Tax-smart charitable giving strategies – part two
by Donald Gould
Last week in part one of this two-part series, I focused on how to increase the tax benefit of your charitable donations, enabling you to give more to charity at the same net cost. In this part two, I will review three other strategies for tax-smart charitable giving.
1. Donating appreciated assets instead of cash
Reportedly, 88% of all donations are made in cash, including checks and credit cards. For many donors there’s a better way—giving highly appreciated assets such as stocks and mutual funds. You benefit whether you make donations directly to a charity or via a donor-advised fund (DAF).
Suppose you were smart (or lucky) enough to buy stock in Amazon 20 years ago that you still own today. Almost 100% of the value of that stock is the increase since you purchased it. If you sold the stock today, say $50,000 worth, depending on your tax bracket you could easily pay 30% ($15,000) in capital gains tax to the IRS and the state of California, leaving you with $35,000 after tax.
The $35,000 cash donation gets you a tax deduction of $35,000, while the charity receives $35,000. If, instead of selling, you donate the stock, you get a tax deduction of $50,000 and the charity receives $50,000. (As a tax-exempt entity, the charity can sell the stock and owe no tax.) Donating the stock directly earns you a larger tax deduction and sends more to the charity, all by avoiding the capital gains taxes you would have paid had you sold the stock yourself. The accompanying chart illustrates this.
If you think the stock you’ll donate remains a good investment, simply repurchase the same stock right after your donation. If you eventually sell the repurchased stock, your capital gains tax will be much lower because it will be based on the price you paid for the stock today, not 20 years ago.
2. Qualified charitable distributions – A gift to IRA owners
Since 2006, people at least 70 and-a-half years old have been able to make qualified charitable distributions (QCDs) directly from their IRAs to charities. If you qualify, you can distribute up to $100,000 per year to your favorite charities. The distributions also count towards your required minimum distribution (RMD). (Note: QCDs must come from pre-tax IRA assets only, not from after-tax IRA or Roth IRA assets. Also, QCDs must go directly from your IRA to charities and cannot be made to a DAF.)

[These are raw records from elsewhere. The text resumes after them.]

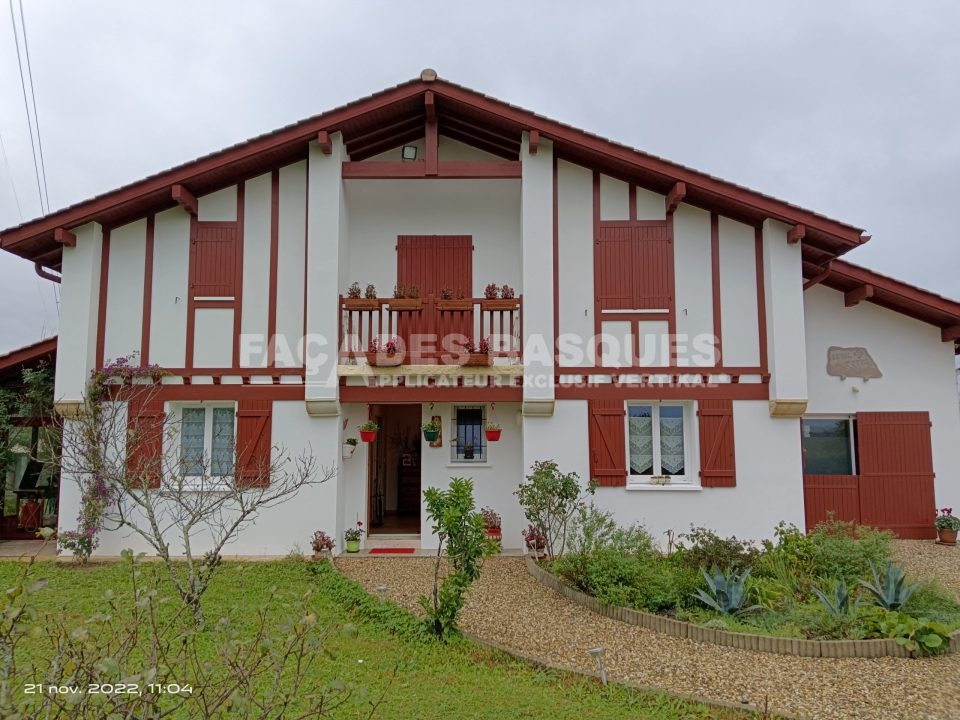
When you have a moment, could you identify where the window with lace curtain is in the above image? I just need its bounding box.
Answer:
[627,403,694,485]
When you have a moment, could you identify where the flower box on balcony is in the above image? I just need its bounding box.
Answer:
[365,352,403,367]
[480,298,520,310]
[437,300,473,312]
[460,353,493,367]
[343,298,380,310]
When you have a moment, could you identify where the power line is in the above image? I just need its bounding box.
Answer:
[8,0,46,214]
[0,132,23,222]
[17,0,50,212]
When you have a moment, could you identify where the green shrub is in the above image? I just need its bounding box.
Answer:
[676,527,760,570]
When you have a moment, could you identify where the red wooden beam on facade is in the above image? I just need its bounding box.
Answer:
[170,185,197,217]
[787,225,807,245]
[843,285,873,307]
[53,228,77,247]
[317,130,333,155]
[665,183,687,215]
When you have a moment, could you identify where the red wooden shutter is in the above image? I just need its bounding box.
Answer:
[587,400,627,487]
[697,400,737,487]
[236,400,273,487]
[127,396,166,488]
[190,222,237,297]
[595,223,673,310]
[857,412,936,539]
[397,235,473,298]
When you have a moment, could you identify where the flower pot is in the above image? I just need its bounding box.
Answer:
[366,352,403,367]
[937,530,957,545]
[460,353,491,367]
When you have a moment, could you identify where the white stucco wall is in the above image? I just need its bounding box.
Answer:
[103,220,147,362]
[557,160,594,358]
[54,223,103,402]
[524,400,803,543]
[147,208,190,368]
[804,285,960,505]
[242,173,272,367]
[716,217,760,367]
[672,205,716,365]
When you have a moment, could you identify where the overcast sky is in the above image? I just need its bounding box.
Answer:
[0,0,960,352]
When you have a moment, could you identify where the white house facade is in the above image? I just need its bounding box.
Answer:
[0,71,960,555]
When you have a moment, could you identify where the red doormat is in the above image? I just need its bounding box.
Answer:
[370,548,417,555]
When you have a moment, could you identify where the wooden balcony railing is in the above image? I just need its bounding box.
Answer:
[338,295,523,365]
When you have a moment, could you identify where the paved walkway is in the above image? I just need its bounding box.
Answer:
[337,541,960,720]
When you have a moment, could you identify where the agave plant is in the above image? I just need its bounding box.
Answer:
[812,578,860,617]
[694,567,762,615]
[860,563,920,610]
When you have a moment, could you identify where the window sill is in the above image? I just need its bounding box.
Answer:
[627,483,701,492]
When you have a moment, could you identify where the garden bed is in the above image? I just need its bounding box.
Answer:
[526,555,960,658]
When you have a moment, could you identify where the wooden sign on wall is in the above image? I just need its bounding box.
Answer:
[827,345,883,380]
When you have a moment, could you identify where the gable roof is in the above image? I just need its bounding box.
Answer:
[0,71,869,269]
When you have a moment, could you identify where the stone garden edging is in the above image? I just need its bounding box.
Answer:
[525,555,960,658]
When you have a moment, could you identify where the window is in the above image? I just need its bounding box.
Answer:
[627,403,693,485]
[180,405,235,478]
[802,417,856,475]
[450,405,487,463]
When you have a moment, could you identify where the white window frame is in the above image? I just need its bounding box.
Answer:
[166,400,237,490]
[450,404,490,466]
[800,413,859,476]
[623,400,700,489]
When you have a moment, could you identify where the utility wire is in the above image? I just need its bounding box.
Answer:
[0,132,23,222]
[8,0,46,215]
[17,0,50,212]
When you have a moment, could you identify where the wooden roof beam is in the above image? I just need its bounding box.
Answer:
[529,130,540,155]
[317,130,333,155]
[170,185,197,217]
[787,225,807,245]
[843,285,873,307]
[53,228,77,247]
[664,183,687,215]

The QCD gives people who don’t itemize the same or even better tax benefits than taxpayers who itemize. That’s because QCDs are donations made with pre-tax dollars. For QCD-eligible taxpayers who do not itemize deductions, using the QCD for your charitable donations is a no-brainer.
Even if you itemize you could come out a bit ahead using the QCD instead of the traditional tax-deductible donation route. The QCD reduces your tax return’s top-line income, resulting in tax savings that are at least equal to and sometimes greater than the savings from a charitable deduction lower down on the tax return.
3. Death and taxes? Maybe not so certain
Every owner of a retirement plan— IRA, 401(k), 403(b), etc.— must name beneficiaries. Most people leave their retirement assets to their spouse and/or other immediate family members.
But if your estate plan includes bequests to charity, consider naming charities as beneficiaries of your retirement plans. When you leave your pre-tax IRA assets to charity, you are transferring funds that never have and never will be taxed. This may well be the lone exception to the adage that the only certain things in life are death and taxes.
Here’s why: with some exceptions such as Roth IRAs, most retirement plans are funded with pre-tax reductions in gross income, usually through a company retirement plan or direct contributions to an IRA. When tax-exempt charities receive your retirement plan assets, they do not pay tax. In other words, you have dollars of income that go untaxed from the day they are earned through the day they are used by your favorite charities. And they said it couldn’t be done.
In contrast, if you leave after-tax assets to charity and your retirement plan assets to family, your heirs will have to pay income tax on the distributions they must take from the retirement assets, and possibly also estate tax on their pre-tax value. While each situation is different and requires careful analysis, if you are planning to leave money to charity, naming charities as beneficiaries of your retirement plans deserves your consideration.
[This article provides general guidance. As with all tax matters, you should consult with your tax advisor before making tax-related decisions.]
Don Gould is president and chief investment officer of Gould Asset Management of Claremont.